I can relate to overbuilding. I built the attached stand for a 60gal aquarium. There are basically (8) 4x4's for legs. Then, we ended up with a turtle instead of fish, and the tank is never more then half full, and my stand nearly outweighs what it is supporting. 

Oh well - at least I don't lose sleep that it might come crashing down.


----------



## AcesFull (Jan 6, 2008)

Scafremon said:


> I can relate to overbuilding. I built the attached stand for a 60gal aquarium. There are basically (8) 4x4's for legs. Then, we ended up with a turtle instead of fish, and the tank is never more then half full, and my stand nearly outweighs what it is supporting.
> 
> Oh well - at least I don't lose sleep that it might come crashing down.


Schweeeeeeeeeeeeeeeet!!! :thumbsup:


----------



## valongi (Dec 23, 2007)

Good job on the table, Aces. For my table, supporting a 3/4 in. 4x8 and homasote top, I resorted to stealing my own work table that was built on top of 2x4's. I took the design from an online woodworking site (I'll try to dig it up and post it up here).
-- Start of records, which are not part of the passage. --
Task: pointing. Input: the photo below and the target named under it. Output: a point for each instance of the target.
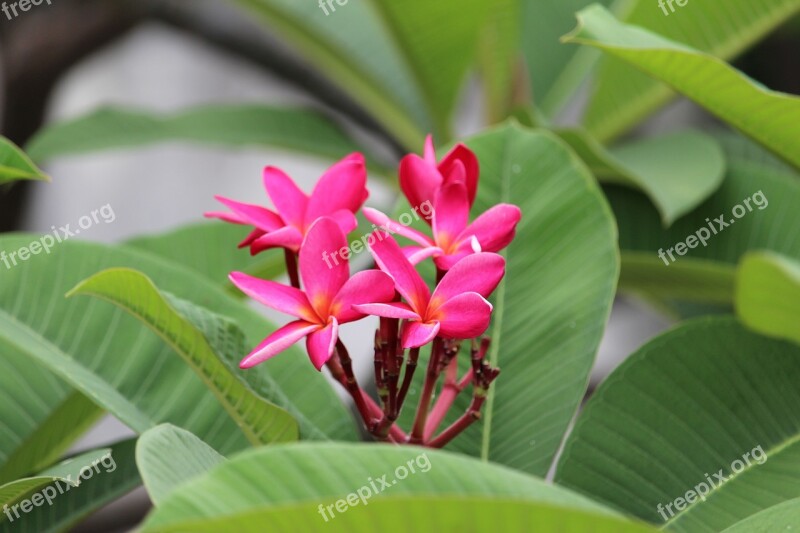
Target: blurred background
(67, 59)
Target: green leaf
(36, 441)
(685, 407)
(15, 165)
(555, 70)
(91, 495)
(781, 517)
(405, 63)
(236, 126)
(677, 171)
(624, 96)
(564, 259)
(306, 478)
(206, 342)
(114, 355)
(750, 172)
(199, 247)
(768, 295)
(721, 89)
(169, 457)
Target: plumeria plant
(506, 250)
(324, 296)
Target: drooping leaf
(751, 174)
(677, 171)
(404, 62)
(91, 495)
(308, 478)
(168, 457)
(706, 398)
(768, 295)
(131, 364)
(208, 248)
(15, 165)
(236, 126)
(624, 96)
(551, 309)
(209, 344)
(766, 116)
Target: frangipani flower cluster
(323, 296)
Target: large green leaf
(768, 295)
(269, 482)
(208, 344)
(555, 70)
(208, 248)
(404, 62)
(685, 407)
(624, 96)
(237, 126)
(15, 165)
(132, 366)
(767, 116)
(91, 495)
(750, 171)
(676, 171)
(169, 457)
(552, 307)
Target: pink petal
(409, 284)
(324, 268)
(466, 316)
(288, 237)
(451, 214)
(480, 273)
(251, 238)
(416, 334)
(255, 215)
(416, 254)
(390, 310)
(345, 219)
(321, 343)
(343, 186)
(289, 200)
(496, 228)
(430, 150)
(471, 166)
(368, 287)
(419, 180)
(275, 296)
(388, 225)
(227, 217)
(279, 341)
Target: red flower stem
(444, 402)
(369, 410)
(418, 430)
(472, 415)
(408, 377)
(291, 267)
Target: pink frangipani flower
(327, 302)
(422, 178)
(454, 238)
(457, 308)
(339, 194)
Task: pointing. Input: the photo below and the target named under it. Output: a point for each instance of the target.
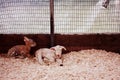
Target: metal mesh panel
(24, 16)
(70, 16)
(85, 16)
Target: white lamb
(50, 55)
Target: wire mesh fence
(70, 16)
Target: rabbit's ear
(26, 39)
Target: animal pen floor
(82, 65)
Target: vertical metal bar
(52, 22)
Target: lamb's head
(58, 50)
(29, 42)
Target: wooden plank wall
(109, 42)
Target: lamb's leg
(39, 59)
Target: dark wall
(109, 42)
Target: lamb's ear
(52, 48)
(26, 39)
(63, 47)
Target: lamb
(22, 51)
(49, 56)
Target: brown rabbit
(22, 51)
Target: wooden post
(52, 22)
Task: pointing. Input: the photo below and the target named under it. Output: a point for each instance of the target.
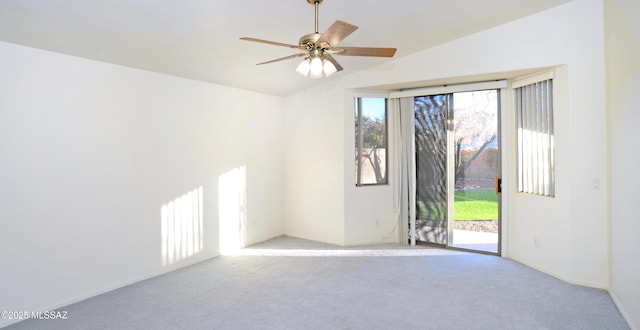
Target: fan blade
(365, 51)
(334, 34)
(284, 58)
(333, 60)
(270, 42)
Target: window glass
(371, 141)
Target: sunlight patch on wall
(232, 210)
(181, 227)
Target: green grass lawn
(476, 205)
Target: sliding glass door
(457, 167)
(432, 115)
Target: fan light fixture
(315, 66)
(319, 48)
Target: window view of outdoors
(371, 141)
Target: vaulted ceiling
(198, 39)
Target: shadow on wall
(181, 227)
(232, 209)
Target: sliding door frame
(503, 128)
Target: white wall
(622, 35)
(92, 154)
(572, 227)
(313, 168)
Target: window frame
(358, 121)
(539, 147)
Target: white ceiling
(198, 39)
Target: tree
(475, 124)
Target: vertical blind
(536, 163)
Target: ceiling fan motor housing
(309, 41)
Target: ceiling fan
(320, 48)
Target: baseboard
(86, 296)
(625, 315)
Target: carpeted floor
(289, 283)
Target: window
(536, 162)
(371, 141)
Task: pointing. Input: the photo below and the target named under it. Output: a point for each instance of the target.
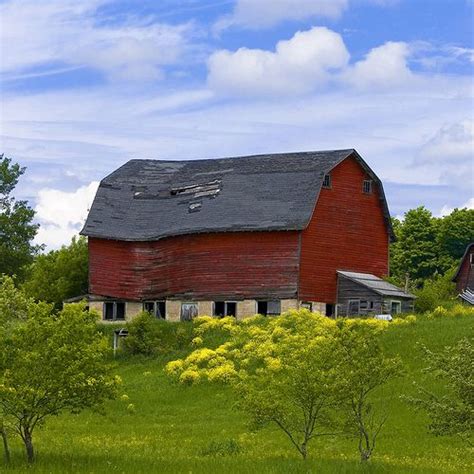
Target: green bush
(150, 336)
(436, 291)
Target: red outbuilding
(464, 277)
(240, 236)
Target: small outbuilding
(464, 277)
(364, 294)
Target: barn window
(188, 311)
(367, 186)
(225, 308)
(395, 307)
(114, 311)
(156, 308)
(269, 308)
(353, 307)
(327, 181)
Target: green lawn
(170, 428)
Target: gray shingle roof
(152, 199)
(376, 284)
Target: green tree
(289, 371)
(17, 230)
(59, 274)
(451, 413)
(454, 232)
(364, 371)
(436, 291)
(50, 364)
(416, 252)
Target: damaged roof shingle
(154, 199)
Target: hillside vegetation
(157, 425)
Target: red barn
(239, 236)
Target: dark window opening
(109, 311)
(156, 308)
(353, 308)
(330, 309)
(367, 186)
(395, 307)
(114, 311)
(269, 308)
(327, 181)
(225, 308)
(188, 311)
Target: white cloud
(298, 65)
(304, 63)
(449, 154)
(61, 214)
(52, 34)
(384, 66)
(446, 210)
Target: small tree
(59, 274)
(17, 230)
(365, 369)
(50, 364)
(289, 371)
(453, 412)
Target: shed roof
(376, 284)
(152, 199)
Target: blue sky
(87, 85)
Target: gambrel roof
(151, 199)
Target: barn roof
(376, 284)
(152, 199)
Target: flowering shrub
(295, 370)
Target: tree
(415, 252)
(365, 369)
(454, 232)
(436, 291)
(59, 274)
(289, 371)
(453, 412)
(50, 364)
(17, 230)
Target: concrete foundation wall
(245, 308)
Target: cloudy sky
(87, 85)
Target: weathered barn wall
(223, 266)
(347, 232)
(465, 275)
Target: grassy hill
(158, 426)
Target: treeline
(424, 256)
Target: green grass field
(172, 428)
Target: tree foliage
(17, 229)
(59, 274)
(50, 364)
(451, 413)
(427, 246)
(294, 371)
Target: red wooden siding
(347, 232)
(465, 276)
(202, 266)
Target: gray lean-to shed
(363, 293)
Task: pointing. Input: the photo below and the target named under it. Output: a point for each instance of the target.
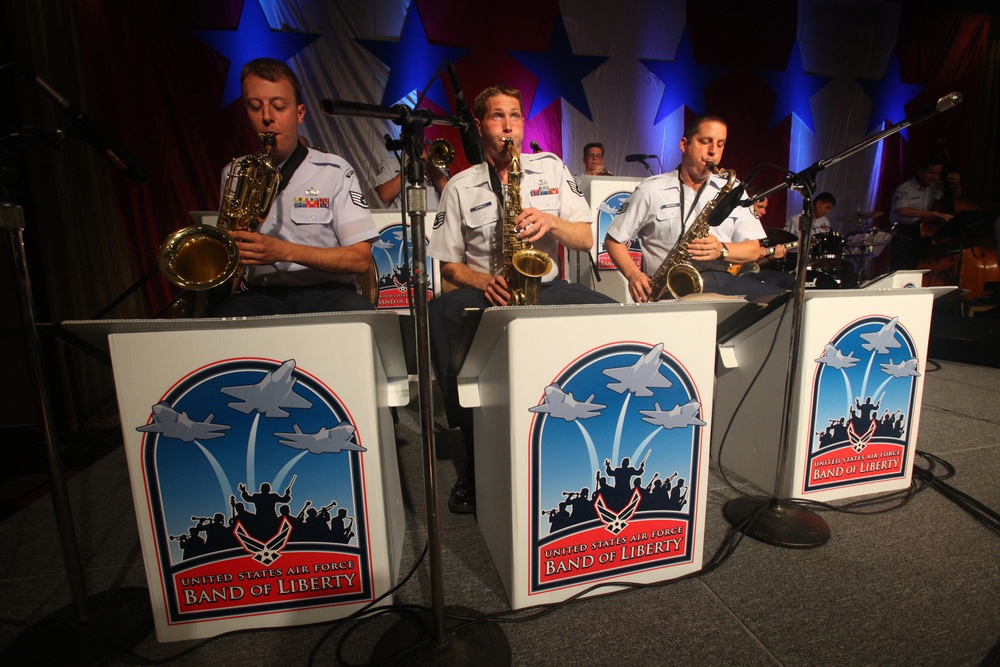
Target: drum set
(836, 262)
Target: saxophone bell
(676, 276)
(202, 257)
(523, 265)
(441, 153)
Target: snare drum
(827, 250)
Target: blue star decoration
(684, 80)
(560, 72)
(794, 88)
(413, 61)
(253, 38)
(889, 96)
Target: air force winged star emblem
(265, 553)
(616, 523)
(271, 396)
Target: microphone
(943, 104)
(727, 205)
(471, 143)
(732, 200)
(392, 144)
(106, 143)
(34, 137)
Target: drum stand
(780, 521)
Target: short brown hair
(479, 106)
(271, 69)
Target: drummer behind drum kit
(834, 263)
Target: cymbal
(861, 215)
(776, 235)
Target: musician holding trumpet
(318, 231)
(511, 198)
(663, 208)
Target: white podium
(855, 416)
(263, 464)
(605, 194)
(592, 432)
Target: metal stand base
(118, 620)
(780, 525)
(481, 644)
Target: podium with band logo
(856, 412)
(592, 426)
(263, 465)
(605, 195)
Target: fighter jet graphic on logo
(616, 523)
(834, 358)
(271, 396)
(679, 416)
(176, 424)
(883, 339)
(905, 368)
(265, 553)
(562, 405)
(323, 441)
(641, 377)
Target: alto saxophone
(523, 265)
(201, 257)
(676, 277)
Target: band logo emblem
(611, 206)
(391, 257)
(244, 463)
(863, 395)
(613, 476)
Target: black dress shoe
(463, 495)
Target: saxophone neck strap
(495, 183)
(687, 216)
(291, 164)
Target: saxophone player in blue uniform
(553, 212)
(663, 207)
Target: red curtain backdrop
(159, 88)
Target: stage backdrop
(798, 82)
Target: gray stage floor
(917, 585)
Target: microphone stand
(780, 521)
(476, 643)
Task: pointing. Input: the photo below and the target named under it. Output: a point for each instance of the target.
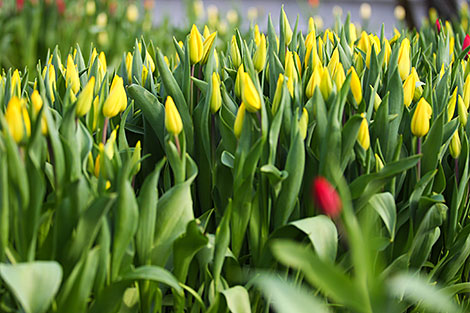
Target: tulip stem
(105, 129)
(191, 91)
(419, 161)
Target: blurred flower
(252, 13)
(232, 16)
(399, 13)
(102, 19)
(325, 197)
(132, 13)
(90, 7)
(365, 11)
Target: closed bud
(195, 45)
(455, 146)
(173, 122)
(420, 119)
(250, 94)
(235, 53)
(303, 124)
(404, 62)
(363, 136)
(85, 98)
(462, 110)
(356, 88)
(207, 45)
(71, 75)
(287, 31)
(325, 84)
(238, 126)
(325, 197)
(379, 165)
(216, 98)
(239, 81)
(314, 81)
(451, 105)
(409, 88)
(259, 59)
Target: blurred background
(31, 28)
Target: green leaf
(285, 297)
(238, 300)
(384, 205)
(33, 284)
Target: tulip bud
(17, 119)
(325, 84)
(216, 98)
(466, 92)
(451, 105)
(313, 82)
(235, 53)
(420, 119)
(455, 146)
(287, 31)
(239, 81)
(466, 43)
(303, 124)
(15, 84)
(356, 88)
(195, 45)
(173, 122)
(363, 136)
(238, 126)
(462, 110)
(404, 62)
(250, 94)
(379, 165)
(338, 76)
(85, 98)
(259, 59)
(129, 67)
(207, 45)
(71, 75)
(325, 197)
(409, 88)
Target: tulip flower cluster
(338, 156)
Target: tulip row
(190, 182)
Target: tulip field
(276, 170)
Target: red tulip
(438, 26)
(325, 197)
(466, 43)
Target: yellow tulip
(303, 124)
(238, 126)
(409, 87)
(455, 146)
(235, 53)
(462, 110)
(404, 62)
(451, 105)
(250, 94)
(195, 45)
(216, 98)
(207, 45)
(173, 122)
(420, 119)
(71, 75)
(356, 88)
(259, 58)
(363, 135)
(85, 98)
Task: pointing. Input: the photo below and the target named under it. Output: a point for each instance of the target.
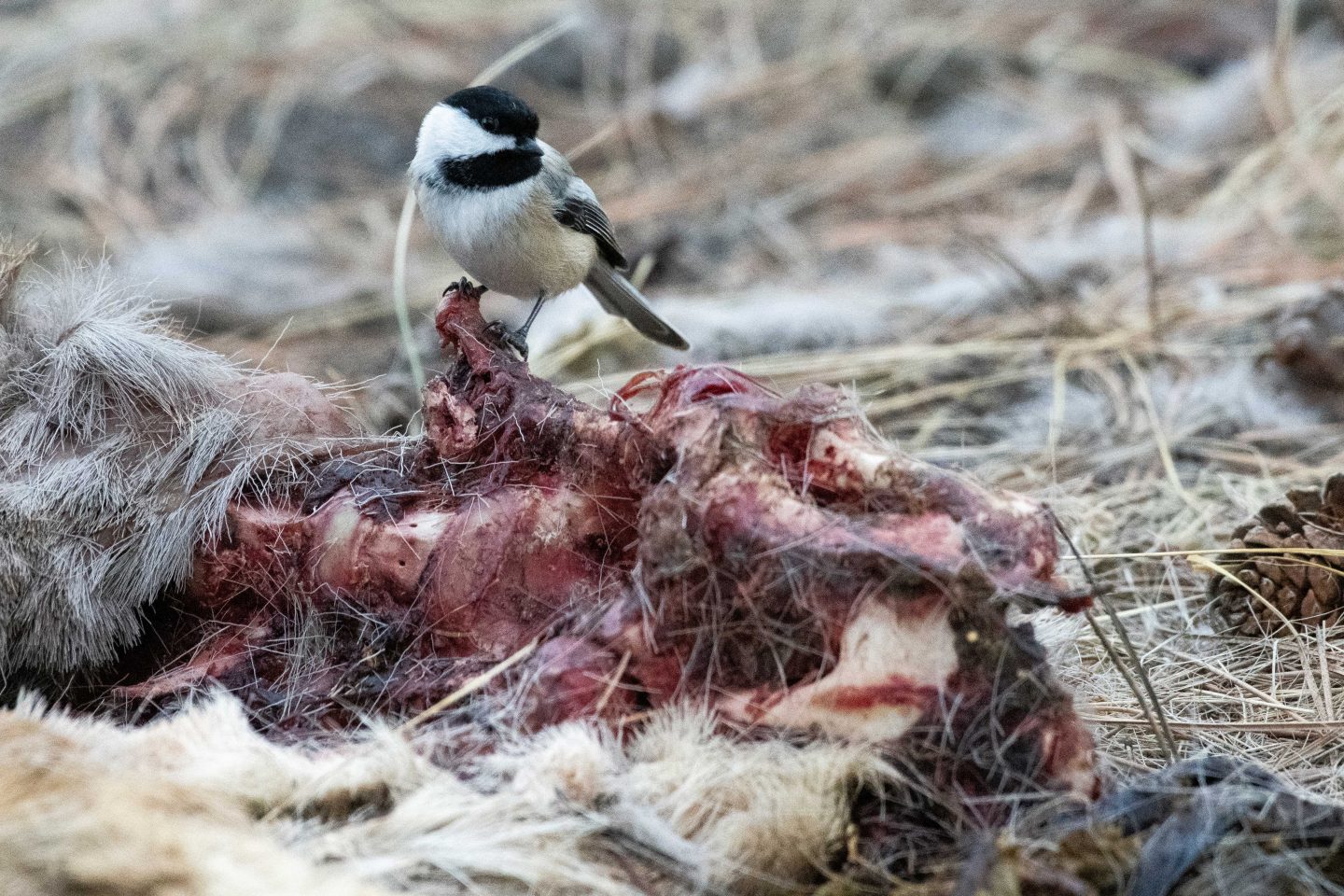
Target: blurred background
(808, 177)
(1086, 248)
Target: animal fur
(199, 804)
(119, 449)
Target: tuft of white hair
(119, 449)
(675, 807)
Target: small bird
(513, 214)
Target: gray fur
(119, 449)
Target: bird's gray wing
(577, 205)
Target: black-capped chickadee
(513, 214)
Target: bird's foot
(464, 287)
(512, 339)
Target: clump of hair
(119, 449)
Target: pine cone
(1300, 586)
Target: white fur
(571, 810)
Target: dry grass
(1078, 239)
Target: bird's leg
(531, 315)
(464, 287)
(518, 339)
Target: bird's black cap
(497, 110)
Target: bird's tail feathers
(620, 297)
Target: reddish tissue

What type of material would anyone use to soften the blow of slamming against side walls as an over-lay? My first thought, foam core, wouldn't seem to be so durable over the long haul.


----------



## f1nutz (Mar 26, 2007)

*soft barrier material*

Nice Table!
To protect the cars from slamming the wood on my track I used foam floor matts the ones that come like puzzle pieces about 3/8 inches thick and cut them into 2 inch strips. I got them from a dollar store. The srtips can be bent around corners or glued to the wood side. You can insert a nail through vertically and hammer them into the surface of the table too. It works really well. I painted them red and white stripes to look like the fisa tire barriers, the type that have a layer of plastic in front of the tires. You can see it a bit in the back of these pics. Sorry I don't have a shot of it.


----------